I also did a big batch of roasted vegetables, inspired by a recipe for balsamic roasted veggies from Gather. I used an assortment of vegetables, including peppers, turnips, and mushrooms and I tossed the lot in a half cup each of oil and balsamic vinegar. They turned out delicious, though next time I'd probably reduce the amounts of oil and balsamic by around half.


This fried chicken recipe is from Paleo Comfort Foods. It's actually on the cover and I can tell why - it's quite enticing. I used two chicken breasts cut into strips rather than using legs, but otherwise I followed the recipe exactly (though I did cut it in half). The coating is quite tasty, yet not as crispy as I would have hoped. The chicken tasted great dipped in a bit of my homemade ranch and I'll certainly be making it again. Since my boyfriend is very new to paleo and eating meat, and is a bit of a picky eater, we've developed a "scale of 1 to 10" method of figuring out which meals I should make again and which ones should be skipped. The fried chicken would have been a ten if he could have had ketchup. As it was, it was about an eight. Not bad. 
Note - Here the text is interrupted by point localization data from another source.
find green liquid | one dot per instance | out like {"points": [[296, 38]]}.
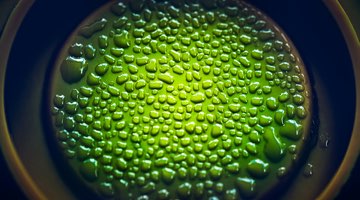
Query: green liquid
{"points": [[180, 101]]}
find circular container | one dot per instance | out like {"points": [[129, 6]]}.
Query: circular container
{"points": [[322, 32]]}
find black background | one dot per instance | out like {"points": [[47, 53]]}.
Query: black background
{"points": [[10, 190]]}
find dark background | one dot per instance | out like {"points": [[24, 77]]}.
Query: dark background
{"points": [[10, 190]]}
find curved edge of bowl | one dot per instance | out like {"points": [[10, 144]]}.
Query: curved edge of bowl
{"points": [[11, 156], [34, 192], [352, 153]]}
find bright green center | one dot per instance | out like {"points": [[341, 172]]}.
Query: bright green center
{"points": [[182, 100]]}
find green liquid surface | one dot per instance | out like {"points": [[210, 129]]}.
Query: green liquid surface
{"points": [[180, 99]]}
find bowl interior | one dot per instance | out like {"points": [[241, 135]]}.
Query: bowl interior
{"points": [[323, 50]]}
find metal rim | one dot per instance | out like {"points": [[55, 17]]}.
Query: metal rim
{"points": [[33, 191]]}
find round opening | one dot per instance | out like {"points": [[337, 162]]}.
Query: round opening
{"points": [[25, 80]]}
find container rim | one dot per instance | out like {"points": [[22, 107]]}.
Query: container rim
{"points": [[346, 26], [33, 191]]}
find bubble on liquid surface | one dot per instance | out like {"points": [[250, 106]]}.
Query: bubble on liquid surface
{"points": [[180, 99]]}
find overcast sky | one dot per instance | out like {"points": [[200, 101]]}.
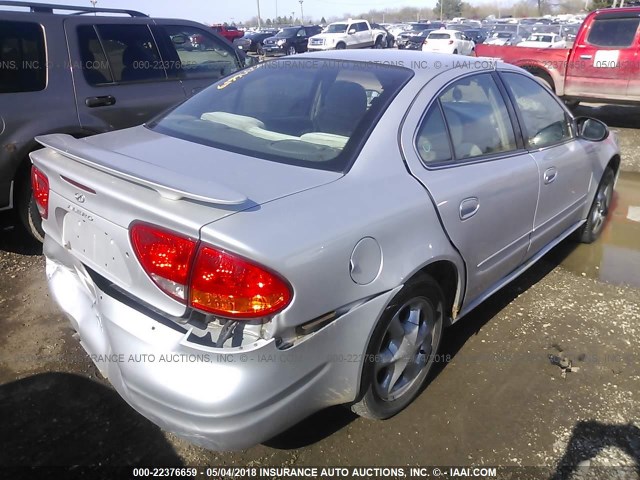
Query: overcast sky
{"points": [[218, 11]]}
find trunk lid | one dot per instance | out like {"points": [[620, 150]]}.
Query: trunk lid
{"points": [[100, 185]]}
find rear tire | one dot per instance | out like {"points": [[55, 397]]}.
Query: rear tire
{"points": [[402, 349], [597, 217]]}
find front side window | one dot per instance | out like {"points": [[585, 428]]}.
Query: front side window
{"points": [[132, 53], [545, 121], [195, 53], [477, 117], [613, 32], [293, 111], [22, 57]]}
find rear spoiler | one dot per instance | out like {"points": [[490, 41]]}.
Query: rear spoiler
{"points": [[142, 173]]}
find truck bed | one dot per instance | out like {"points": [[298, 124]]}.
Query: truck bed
{"points": [[551, 60]]}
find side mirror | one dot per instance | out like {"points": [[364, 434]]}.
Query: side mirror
{"points": [[592, 129], [179, 39], [250, 61]]}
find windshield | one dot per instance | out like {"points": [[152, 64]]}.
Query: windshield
{"points": [[311, 113], [337, 28], [287, 32], [418, 27]]}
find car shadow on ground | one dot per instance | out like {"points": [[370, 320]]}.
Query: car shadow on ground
{"points": [[588, 439], [621, 116], [60, 419], [14, 238]]}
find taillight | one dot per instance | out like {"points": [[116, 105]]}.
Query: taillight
{"points": [[165, 256], [40, 187], [227, 285], [207, 278]]}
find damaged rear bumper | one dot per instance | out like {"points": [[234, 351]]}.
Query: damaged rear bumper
{"points": [[219, 398]]}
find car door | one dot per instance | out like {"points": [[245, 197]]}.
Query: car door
{"points": [[365, 37], [468, 154], [603, 57], [196, 68], [301, 40], [563, 167], [118, 73]]}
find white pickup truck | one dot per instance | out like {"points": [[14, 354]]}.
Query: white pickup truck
{"points": [[348, 34]]}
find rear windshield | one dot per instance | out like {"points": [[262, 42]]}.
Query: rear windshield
{"points": [[337, 28], [311, 113], [439, 36], [287, 32]]}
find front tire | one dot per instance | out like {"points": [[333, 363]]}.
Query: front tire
{"points": [[402, 349], [592, 228]]}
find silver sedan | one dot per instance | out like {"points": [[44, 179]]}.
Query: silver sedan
{"points": [[301, 233]]}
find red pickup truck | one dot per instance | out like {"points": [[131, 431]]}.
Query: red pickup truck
{"points": [[602, 66]]}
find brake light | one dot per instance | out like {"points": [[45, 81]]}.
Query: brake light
{"points": [[227, 285], [207, 278], [165, 256], [40, 187]]}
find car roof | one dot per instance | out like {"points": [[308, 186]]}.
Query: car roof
{"points": [[412, 59], [443, 30]]}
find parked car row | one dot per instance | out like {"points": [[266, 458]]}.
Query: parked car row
{"points": [[600, 66], [122, 69]]}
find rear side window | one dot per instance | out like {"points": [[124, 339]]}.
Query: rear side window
{"points": [[432, 141], [477, 117], [545, 122], [195, 53], [95, 66], [131, 52], [613, 32], [22, 57]]}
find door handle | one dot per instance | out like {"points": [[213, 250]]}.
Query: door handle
{"points": [[469, 207], [104, 101], [550, 175]]}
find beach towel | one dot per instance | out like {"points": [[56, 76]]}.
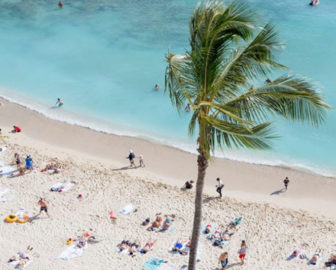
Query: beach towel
{"points": [[152, 264], [320, 258], [62, 186], [236, 221], [129, 208], [167, 266], [18, 266], [213, 227], [73, 251], [5, 169], [21, 212], [300, 254], [4, 191]]}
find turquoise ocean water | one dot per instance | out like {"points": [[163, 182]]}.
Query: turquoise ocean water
{"points": [[103, 58]]}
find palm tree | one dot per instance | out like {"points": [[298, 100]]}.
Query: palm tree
{"points": [[229, 53]]}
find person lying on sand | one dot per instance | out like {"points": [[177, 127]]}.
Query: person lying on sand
{"points": [[223, 260], [82, 240], [177, 246], [125, 244], [148, 246], [332, 261], [215, 236], [21, 255], [145, 222], [134, 248], [51, 167], [315, 257], [156, 224], [167, 223]]}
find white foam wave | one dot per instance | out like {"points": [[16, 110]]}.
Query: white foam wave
{"points": [[185, 145]]}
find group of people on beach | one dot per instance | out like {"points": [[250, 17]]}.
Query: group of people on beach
{"points": [[224, 257], [314, 2], [131, 158]]}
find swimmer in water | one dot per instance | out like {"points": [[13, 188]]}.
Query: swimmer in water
{"points": [[314, 2], [59, 103]]}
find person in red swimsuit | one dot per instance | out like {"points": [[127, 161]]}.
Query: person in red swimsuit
{"points": [[16, 129]]}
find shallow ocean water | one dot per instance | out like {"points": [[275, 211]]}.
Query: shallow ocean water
{"points": [[104, 57]]}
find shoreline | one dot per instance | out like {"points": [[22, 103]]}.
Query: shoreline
{"points": [[272, 233], [118, 130], [243, 181]]}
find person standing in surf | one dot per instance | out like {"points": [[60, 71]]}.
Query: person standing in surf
{"points": [[131, 157], [286, 182], [59, 103]]}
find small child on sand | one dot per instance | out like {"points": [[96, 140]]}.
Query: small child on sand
{"points": [[141, 162], [43, 207]]}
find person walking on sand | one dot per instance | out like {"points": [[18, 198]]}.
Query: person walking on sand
{"points": [[43, 207], [242, 252], [141, 162], [16, 129], [131, 157], [224, 260], [219, 186], [17, 160], [59, 103], [29, 163], [286, 182]]}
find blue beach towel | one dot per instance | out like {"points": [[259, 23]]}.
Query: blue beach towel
{"points": [[152, 264]]}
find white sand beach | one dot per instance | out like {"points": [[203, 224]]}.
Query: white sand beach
{"points": [[273, 225]]}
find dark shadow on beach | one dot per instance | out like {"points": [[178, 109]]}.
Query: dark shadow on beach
{"points": [[124, 168], [232, 265], [33, 218], [209, 199], [277, 192]]}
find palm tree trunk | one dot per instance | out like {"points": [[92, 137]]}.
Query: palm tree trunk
{"points": [[202, 163]]}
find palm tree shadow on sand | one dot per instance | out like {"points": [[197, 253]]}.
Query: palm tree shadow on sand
{"points": [[278, 192], [124, 168], [209, 199], [230, 266]]}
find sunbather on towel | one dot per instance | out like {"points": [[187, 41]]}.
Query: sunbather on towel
{"points": [[185, 250], [225, 236], [167, 223], [148, 246], [177, 246], [21, 255], [134, 247], [215, 236], [52, 166], [332, 261], [208, 229], [125, 244], [156, 224], [315, 257]]}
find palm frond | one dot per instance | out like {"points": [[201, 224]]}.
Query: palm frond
{"points": [[288, 96], [244, 64]]}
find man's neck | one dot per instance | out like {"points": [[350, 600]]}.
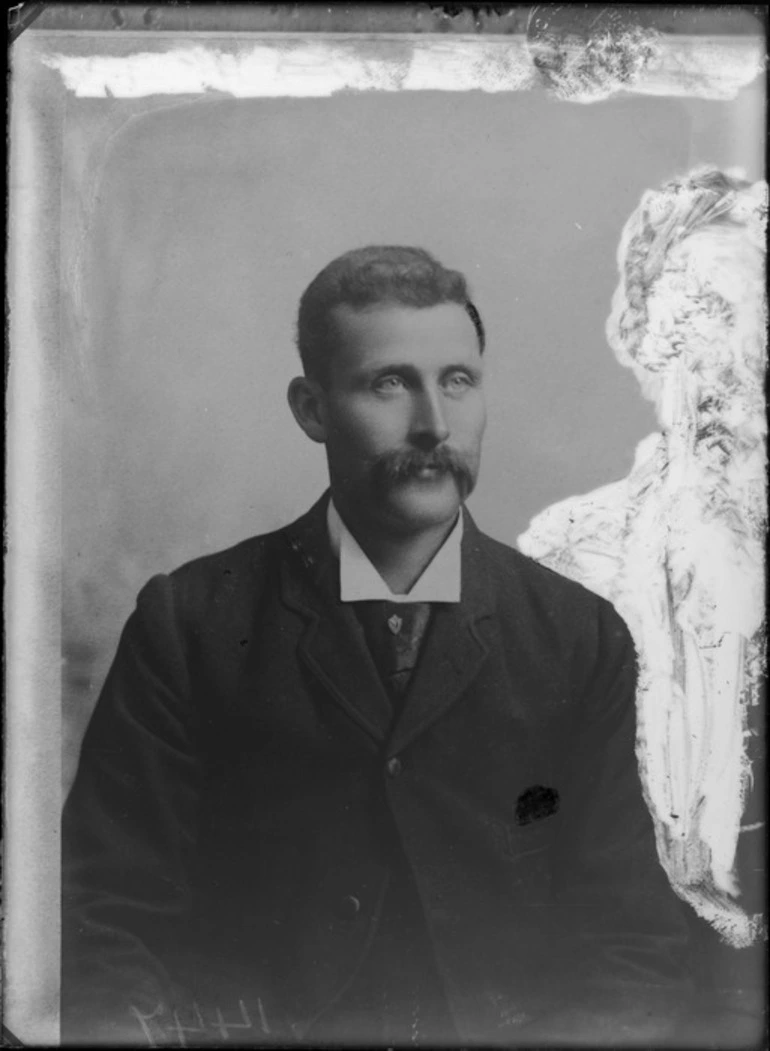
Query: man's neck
{"points": [[399, 559]]}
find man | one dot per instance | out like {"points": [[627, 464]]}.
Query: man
{"points": [[371, 778]]}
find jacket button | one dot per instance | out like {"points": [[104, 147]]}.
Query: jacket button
{"points": [[349, 907]]}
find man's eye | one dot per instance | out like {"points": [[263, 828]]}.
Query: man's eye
{"points": [[458, 382], [387, 385]]}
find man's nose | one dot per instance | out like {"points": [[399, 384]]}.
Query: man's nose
{"points": [[429, 420]]}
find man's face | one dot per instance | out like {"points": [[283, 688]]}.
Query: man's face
{"points": [[404, 415]]}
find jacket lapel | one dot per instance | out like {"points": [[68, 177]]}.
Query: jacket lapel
{"points": [[333, 646], [458, 642]]}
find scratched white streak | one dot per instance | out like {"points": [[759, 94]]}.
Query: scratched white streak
{"points": [[684, 66], [678, 545]]}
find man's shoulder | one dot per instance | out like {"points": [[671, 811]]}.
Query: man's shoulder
{"points": [[528, 592], [512, 568]]}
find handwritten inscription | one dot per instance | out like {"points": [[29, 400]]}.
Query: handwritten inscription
{"points": [[163, 1027]]}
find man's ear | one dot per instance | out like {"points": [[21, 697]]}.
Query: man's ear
{"points": [[307, 403]]}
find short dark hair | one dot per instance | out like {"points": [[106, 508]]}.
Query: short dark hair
{"points": [[372, 275]]}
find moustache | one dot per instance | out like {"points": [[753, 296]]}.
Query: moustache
{"points": [[393, 468]]}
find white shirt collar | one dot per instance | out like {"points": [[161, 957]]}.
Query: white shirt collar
{"points": [[359, 581]]}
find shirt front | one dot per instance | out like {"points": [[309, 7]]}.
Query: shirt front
{"points": [[359, 581]]}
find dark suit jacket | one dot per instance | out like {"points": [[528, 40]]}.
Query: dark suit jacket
{"points": [[226, 853]]}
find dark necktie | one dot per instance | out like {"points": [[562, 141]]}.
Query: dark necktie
{"points": [[394, 633]]}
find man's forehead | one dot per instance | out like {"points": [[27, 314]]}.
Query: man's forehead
{"points": [[385, 324]]}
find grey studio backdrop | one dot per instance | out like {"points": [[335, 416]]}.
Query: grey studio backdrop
{"points": [[189, 234]]}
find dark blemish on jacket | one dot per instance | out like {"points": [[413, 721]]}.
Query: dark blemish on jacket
{"points": [[536, 803]]}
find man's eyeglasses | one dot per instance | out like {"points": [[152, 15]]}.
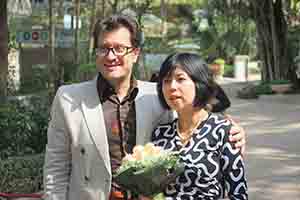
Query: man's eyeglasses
{"points": [[117, 50]]}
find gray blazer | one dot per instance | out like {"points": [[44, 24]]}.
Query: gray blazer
{"points": [[77, 162]]}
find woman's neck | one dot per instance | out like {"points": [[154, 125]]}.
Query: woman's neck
{"points": [[189, 121]]}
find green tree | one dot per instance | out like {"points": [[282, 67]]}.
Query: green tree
{"points": [[3, 48]]}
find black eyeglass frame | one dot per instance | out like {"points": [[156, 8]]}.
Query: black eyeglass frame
{"points": [[127, 50]]}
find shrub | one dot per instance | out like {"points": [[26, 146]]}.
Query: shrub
{"points": [[280, 82], [23, 126], [263, 88], [22, 174], [228, 70]]}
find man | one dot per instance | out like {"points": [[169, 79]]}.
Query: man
{"points": [[93, 124]]}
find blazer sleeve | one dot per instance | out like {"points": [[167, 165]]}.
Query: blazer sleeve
{"points": [[57, 164]]}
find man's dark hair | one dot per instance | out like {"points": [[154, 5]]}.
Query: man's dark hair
{"points": [[196, 68], [115, 22]]}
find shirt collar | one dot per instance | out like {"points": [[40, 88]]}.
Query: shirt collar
{"points": [[105, 90]]}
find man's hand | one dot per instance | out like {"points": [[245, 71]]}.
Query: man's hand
{"points": [[237, 135]]}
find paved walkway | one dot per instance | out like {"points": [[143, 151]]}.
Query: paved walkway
{"points": [[272, 124]]}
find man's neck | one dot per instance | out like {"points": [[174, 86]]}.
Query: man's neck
{"points": [[121, 88]]}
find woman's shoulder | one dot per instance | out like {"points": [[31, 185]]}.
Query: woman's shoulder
{"points": [[218, 120]]}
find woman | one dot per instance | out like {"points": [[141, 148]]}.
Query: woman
{"points": [[185, 85]]}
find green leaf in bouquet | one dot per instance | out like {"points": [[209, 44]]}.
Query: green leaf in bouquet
{"points": [[150, 175]]}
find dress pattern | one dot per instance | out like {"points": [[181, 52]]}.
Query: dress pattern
{"points": [[212, 164]]}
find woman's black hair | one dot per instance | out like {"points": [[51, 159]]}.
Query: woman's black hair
{"points": [[196, 68]]}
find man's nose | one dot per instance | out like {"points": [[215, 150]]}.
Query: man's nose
{"points": [[173, 84], [111, 55]]}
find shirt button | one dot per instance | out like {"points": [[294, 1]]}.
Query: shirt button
{"points": [[82, 151]]}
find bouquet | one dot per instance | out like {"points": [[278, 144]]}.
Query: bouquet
{"points": [[148, 170]]}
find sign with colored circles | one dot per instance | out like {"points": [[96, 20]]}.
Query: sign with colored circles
{"points": [[62, 36]]}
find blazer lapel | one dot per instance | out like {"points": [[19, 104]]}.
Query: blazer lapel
{"points": [[94, 118]]}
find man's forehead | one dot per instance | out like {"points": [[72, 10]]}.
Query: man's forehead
{"points": [[120, 36]]}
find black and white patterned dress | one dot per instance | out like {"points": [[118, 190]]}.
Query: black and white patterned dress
{"points": [[210, 161]]}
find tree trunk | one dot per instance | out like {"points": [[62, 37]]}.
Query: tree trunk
{"points": [[272, 32], [91, 30], [51, 53], [163, 16], [3, 49]]}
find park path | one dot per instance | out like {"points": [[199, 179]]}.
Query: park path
{"points": [[272, 124]]}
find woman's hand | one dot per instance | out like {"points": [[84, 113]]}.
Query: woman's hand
{"points": [[237, 135]]}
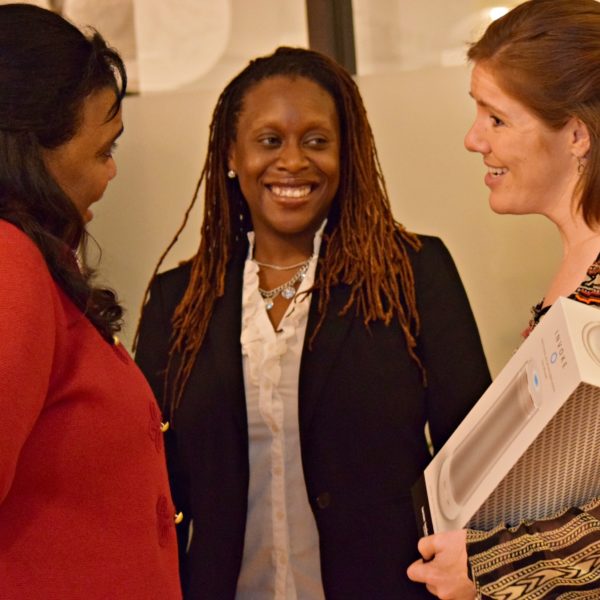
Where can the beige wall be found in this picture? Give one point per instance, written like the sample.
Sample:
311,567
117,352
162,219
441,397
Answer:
419,119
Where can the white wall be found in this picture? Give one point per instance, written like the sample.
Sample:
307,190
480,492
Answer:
419,119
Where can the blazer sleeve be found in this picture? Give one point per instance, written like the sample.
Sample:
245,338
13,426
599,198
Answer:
27,331
448,343
152,356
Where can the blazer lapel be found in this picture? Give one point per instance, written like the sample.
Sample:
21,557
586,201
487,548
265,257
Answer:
224,331
317,362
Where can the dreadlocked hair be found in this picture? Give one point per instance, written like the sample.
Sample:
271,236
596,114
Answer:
364,247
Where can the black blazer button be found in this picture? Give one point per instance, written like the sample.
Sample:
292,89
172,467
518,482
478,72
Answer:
324,500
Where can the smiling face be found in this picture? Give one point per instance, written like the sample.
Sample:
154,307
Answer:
84,165
531,168
286,155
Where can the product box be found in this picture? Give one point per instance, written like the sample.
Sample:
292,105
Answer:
530,447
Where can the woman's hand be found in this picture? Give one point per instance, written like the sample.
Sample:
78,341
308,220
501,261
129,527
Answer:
445,575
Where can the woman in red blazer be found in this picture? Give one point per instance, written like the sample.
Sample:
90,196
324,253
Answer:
85,507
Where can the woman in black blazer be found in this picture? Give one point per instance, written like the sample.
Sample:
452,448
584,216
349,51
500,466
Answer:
302,351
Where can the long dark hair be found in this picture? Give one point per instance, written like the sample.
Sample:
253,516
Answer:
47,69
364,247
546,54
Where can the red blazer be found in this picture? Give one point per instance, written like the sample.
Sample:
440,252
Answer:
85,507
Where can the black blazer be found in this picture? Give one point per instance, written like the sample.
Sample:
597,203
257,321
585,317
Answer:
362,412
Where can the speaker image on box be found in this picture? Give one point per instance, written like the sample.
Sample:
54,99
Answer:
463,470
591,340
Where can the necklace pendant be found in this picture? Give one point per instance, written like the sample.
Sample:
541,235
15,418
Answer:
288,292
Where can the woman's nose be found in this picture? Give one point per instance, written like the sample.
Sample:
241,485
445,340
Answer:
474,140
292,157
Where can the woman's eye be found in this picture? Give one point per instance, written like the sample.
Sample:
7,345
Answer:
317,141
269,141
108,153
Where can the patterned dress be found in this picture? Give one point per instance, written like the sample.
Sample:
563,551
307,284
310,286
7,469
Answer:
556,558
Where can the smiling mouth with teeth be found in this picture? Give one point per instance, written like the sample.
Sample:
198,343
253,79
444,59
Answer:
291,191
497,171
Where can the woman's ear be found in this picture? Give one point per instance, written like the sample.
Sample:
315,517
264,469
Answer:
231,162
580,138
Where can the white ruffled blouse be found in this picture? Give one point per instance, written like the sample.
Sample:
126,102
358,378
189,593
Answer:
281,549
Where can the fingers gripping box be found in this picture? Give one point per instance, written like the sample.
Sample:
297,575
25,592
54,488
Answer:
530,447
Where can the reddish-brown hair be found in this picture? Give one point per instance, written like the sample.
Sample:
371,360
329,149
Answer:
364,247
546,54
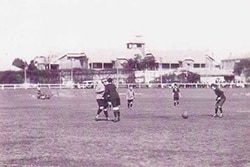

Because they're so easy, cheap, and portable, I wanted to re-visit the unfortunately named "Spinach Meat Muffins" from Well Fed. To add to the flavour and make them a bit more palatable for my boyfriend (who's still a little iffy about eating meat) I added a bunch of vegetables not called for in the recipe: red and yellow pepper, kale, and celery. Hopefully these will go over a bit better, though he's still hesitant to eat them.


And after all that cooking, here's dinner. The roasted vegetables were great with the chicken and I had a simple salad of romaine and kale tossed with red onions and ranch. 

Now I'm just waiting for Breaking Bad to start.